Among subcortical neurons, thalamic excitatory neurons exhibited the largest number of differentially expressed genes (Fig. 6A). Thalamic excitatory neurons exhibit 5xFAD induced upregulation of Grin2c, Epha10, Ptpru, and Crtac1, with downregulation of Syp, Bdnf, Negr1, and Gsto1, each of which has been linked to AD[68–74]. On the other hand, Ntsr1, Kcnh7, Map4k3, and Col11a1 are upregulated in Trem2R47H; 5xFAD over 5xFAD. No consistent effects can be attributed to either the 5xFAD or Trem2R47H in subcortical non-thalamic inhibitory and excitatory neurons.
Hippocampal CA1 excitatory neurons (Fig. 6B) exhibited upregulation of the expression of Ntrk2 and Mapk1, associated with the MAPK signaling pathway, in Trem2R47H; 5xFAD compared with 5xFAD animals. CA3 excitatory neurons showed several differentially expressed genes (Rph3a, Itga7, Hs3st1), but almost exclusively in the 5xFAD vs WT comparison, though Ntsr1 was upregulated in both Trem2R47H; 5xFAD vs 5xFAD, and Trem2R47H vs WT comparisons. The dentate gyrus showed upregulation of Dkk3 and downregulation of Adgra1 in both 5xFAD dependent comparisons.
Inhibitory cell types (Fig. 6C) consistently exhibited upregulation of Epha10 in 5xFAD compared with WT, and downregulation in Trem2R47H; 5xFAD compared with 5xFAD. Few other genes (Fos, Hrh3) were consistently differentially expressed between genotypes.
Subclustering subcortical and hippocampal neurons (Supp Fig. 6) reveals greater genotype proportion heterogeneity than in cortical excitatory neurons. In contrast with cortical excitatory neurons, hippocampal and thalamic excitatory neurons clustered into large numbers of variable genotype proportion subclusters. Thalamic excitatory neurons subcluster into three genotype enriched sets, including a 5xFAD/Trem2R47H; 5xFAD enriched subtype a Trem2R47H/Trem2R47H; 5xFAD enriched subtype and a WT/Trem2R47H enriched subtype. CA1 excitatory neurons identified 6 genotype enriched subclusters, though two of them are spatially localized in the ventral CA1, which is not included in some samples.

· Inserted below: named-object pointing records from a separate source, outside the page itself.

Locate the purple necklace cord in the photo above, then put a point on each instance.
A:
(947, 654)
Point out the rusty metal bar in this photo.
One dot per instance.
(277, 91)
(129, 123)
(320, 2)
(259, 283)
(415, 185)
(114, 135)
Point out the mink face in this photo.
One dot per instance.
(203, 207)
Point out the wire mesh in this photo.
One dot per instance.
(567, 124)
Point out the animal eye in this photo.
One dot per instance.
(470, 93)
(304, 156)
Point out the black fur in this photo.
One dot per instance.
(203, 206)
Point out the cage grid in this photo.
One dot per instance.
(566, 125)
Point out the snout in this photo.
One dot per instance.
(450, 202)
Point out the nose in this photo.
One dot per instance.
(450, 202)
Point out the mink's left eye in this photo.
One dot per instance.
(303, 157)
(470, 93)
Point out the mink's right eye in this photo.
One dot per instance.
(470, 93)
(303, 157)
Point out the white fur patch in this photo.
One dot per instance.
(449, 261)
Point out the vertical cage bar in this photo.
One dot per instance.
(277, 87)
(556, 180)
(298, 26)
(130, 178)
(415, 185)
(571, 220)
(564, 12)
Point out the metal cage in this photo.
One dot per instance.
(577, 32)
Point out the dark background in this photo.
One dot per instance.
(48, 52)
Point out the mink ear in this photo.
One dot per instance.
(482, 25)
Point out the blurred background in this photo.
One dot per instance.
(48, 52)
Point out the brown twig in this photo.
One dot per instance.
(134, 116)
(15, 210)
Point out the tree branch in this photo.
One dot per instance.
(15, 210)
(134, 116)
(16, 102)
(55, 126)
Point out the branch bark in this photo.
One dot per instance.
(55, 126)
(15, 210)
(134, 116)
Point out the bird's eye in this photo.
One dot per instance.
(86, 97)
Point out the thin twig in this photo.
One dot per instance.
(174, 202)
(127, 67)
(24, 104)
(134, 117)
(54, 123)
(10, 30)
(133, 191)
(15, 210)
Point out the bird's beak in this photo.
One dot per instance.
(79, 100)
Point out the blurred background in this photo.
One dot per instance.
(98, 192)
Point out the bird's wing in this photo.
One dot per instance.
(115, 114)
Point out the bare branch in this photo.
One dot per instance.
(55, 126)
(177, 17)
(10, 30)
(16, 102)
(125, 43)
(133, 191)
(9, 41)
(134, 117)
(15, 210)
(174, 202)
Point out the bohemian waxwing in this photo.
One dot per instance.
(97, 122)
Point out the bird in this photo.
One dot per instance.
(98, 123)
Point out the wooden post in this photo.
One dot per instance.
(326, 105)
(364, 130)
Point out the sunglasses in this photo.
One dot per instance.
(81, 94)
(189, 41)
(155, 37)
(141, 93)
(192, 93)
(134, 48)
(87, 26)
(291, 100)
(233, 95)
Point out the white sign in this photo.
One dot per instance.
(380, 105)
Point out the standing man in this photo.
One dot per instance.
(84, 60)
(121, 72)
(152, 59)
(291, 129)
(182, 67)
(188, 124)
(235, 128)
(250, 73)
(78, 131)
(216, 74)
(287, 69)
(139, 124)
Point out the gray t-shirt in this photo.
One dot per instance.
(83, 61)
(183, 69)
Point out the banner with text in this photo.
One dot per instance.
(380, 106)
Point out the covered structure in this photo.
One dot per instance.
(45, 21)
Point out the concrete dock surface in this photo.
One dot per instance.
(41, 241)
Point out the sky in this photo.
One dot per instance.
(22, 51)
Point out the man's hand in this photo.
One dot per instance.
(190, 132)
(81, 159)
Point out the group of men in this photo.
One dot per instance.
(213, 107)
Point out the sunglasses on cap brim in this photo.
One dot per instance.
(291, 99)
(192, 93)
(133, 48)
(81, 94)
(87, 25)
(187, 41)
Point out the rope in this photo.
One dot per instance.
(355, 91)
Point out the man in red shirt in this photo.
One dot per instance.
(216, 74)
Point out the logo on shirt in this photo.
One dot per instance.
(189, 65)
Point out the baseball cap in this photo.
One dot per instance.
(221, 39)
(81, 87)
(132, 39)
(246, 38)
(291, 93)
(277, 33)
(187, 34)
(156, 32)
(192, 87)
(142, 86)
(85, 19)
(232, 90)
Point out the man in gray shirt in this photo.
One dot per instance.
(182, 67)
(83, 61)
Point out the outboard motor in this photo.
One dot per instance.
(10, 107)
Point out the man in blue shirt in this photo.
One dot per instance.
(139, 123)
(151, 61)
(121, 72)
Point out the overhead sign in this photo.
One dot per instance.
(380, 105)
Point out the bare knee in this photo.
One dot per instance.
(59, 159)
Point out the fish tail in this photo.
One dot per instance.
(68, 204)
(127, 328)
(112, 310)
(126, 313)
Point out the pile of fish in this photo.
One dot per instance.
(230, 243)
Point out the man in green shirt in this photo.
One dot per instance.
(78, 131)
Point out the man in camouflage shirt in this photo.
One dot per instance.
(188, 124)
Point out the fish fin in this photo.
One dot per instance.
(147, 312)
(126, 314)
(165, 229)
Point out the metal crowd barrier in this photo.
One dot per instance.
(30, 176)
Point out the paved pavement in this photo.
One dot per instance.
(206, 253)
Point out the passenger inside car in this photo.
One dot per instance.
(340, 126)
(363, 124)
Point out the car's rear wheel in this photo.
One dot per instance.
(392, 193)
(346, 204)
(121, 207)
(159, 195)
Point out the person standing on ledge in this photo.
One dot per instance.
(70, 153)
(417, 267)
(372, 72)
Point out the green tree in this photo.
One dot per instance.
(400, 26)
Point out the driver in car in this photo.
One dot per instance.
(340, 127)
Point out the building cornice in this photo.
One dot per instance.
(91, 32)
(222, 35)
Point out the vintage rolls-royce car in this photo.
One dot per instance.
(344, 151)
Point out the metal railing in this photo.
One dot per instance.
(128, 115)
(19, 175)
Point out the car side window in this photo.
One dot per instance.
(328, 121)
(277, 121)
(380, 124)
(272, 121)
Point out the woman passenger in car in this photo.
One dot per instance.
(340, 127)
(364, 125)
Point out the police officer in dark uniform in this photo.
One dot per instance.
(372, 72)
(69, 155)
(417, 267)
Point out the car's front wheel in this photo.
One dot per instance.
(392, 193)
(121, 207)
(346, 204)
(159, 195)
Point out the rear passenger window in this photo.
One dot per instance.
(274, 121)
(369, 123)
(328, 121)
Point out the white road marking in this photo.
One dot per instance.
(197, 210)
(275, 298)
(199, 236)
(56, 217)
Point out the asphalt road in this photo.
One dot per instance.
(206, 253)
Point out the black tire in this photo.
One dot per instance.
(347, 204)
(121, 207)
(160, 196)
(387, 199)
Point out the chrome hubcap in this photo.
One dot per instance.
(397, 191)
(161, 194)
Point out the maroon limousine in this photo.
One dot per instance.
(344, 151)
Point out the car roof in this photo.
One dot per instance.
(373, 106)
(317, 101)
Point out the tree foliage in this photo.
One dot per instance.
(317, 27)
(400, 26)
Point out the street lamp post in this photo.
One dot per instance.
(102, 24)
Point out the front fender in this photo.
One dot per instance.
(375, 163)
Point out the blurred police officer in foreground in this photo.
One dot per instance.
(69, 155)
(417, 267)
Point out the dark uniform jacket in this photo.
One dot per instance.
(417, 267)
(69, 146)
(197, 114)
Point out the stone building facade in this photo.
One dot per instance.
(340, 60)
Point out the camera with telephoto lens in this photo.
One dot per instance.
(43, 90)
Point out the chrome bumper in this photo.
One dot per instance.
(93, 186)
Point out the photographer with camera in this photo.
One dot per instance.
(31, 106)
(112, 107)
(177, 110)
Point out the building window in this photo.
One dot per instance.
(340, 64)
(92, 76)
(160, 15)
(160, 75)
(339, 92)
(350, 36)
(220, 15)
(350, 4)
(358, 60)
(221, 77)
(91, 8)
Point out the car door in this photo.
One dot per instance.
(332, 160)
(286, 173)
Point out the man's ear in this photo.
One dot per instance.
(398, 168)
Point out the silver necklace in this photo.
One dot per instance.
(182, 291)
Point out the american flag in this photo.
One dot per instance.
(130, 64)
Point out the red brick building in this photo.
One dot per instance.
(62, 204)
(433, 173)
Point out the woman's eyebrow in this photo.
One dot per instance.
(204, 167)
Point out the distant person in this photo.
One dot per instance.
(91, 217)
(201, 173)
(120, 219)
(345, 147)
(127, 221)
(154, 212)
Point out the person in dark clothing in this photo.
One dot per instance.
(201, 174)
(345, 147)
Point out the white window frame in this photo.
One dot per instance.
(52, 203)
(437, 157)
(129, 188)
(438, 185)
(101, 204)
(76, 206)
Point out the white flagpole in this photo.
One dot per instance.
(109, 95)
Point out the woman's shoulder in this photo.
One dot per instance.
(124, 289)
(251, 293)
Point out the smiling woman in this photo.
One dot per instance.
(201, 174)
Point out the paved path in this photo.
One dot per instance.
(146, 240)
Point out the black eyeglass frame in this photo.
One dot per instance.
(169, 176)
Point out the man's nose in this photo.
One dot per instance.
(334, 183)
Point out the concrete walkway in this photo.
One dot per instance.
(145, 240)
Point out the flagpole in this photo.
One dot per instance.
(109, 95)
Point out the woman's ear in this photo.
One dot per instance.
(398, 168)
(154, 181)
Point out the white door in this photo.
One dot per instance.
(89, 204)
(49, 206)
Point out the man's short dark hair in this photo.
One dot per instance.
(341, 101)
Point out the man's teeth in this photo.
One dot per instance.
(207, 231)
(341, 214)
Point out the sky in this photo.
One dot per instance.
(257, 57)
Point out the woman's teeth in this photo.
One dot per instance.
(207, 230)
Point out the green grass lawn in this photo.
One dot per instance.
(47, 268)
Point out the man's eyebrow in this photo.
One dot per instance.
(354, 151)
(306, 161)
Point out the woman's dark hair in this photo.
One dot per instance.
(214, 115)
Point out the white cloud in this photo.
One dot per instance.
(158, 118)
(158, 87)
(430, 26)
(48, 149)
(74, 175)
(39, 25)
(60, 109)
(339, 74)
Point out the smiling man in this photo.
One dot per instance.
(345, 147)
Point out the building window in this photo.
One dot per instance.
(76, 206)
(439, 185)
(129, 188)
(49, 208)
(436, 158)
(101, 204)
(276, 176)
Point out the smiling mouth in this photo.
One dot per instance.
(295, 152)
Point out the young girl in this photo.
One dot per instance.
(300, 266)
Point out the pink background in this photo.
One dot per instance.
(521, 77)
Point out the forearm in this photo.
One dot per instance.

These include two 5xFAD/Trem2R47H; 5xFAD enriched subtypes and two WT/Trem2R47H enriched subtypes. CA3 excitatory neurons subclustered into 5 genotype biased subclusters, including several localized to the ventral hippocampus (Fig. 6D, ventral hippocampus clusters not shown). One subcluster, labeled C2, present primarily in 5xFAD and Trem2R47H; 5xFAD samples, is spatially positioned in the intersection of the CA3 and dentate gyrus. This cluster upregulated Rph3a and Dkk3 (Supp Fig. 6C).
Overall, neuronal populations exhibit transcriptional alterations associated with both 5xFAD and Trem2R47H mutations. In cortical excitatory neurons, these changes are frequently replicated across cell types. Thalamic excitatory neurons, uniquely among subcortical populations, exhibit significant 5xFAD and Trem2R47H induced transcriptomic alterations. In the hippocampus, the CA1 shows the most transcriptional alteration among genes measured in this study. Neuronal subclusters show both genotype enrichment, and spatial localization, implying regional population variations induced by 5xFAD and Trem2R47H mutations.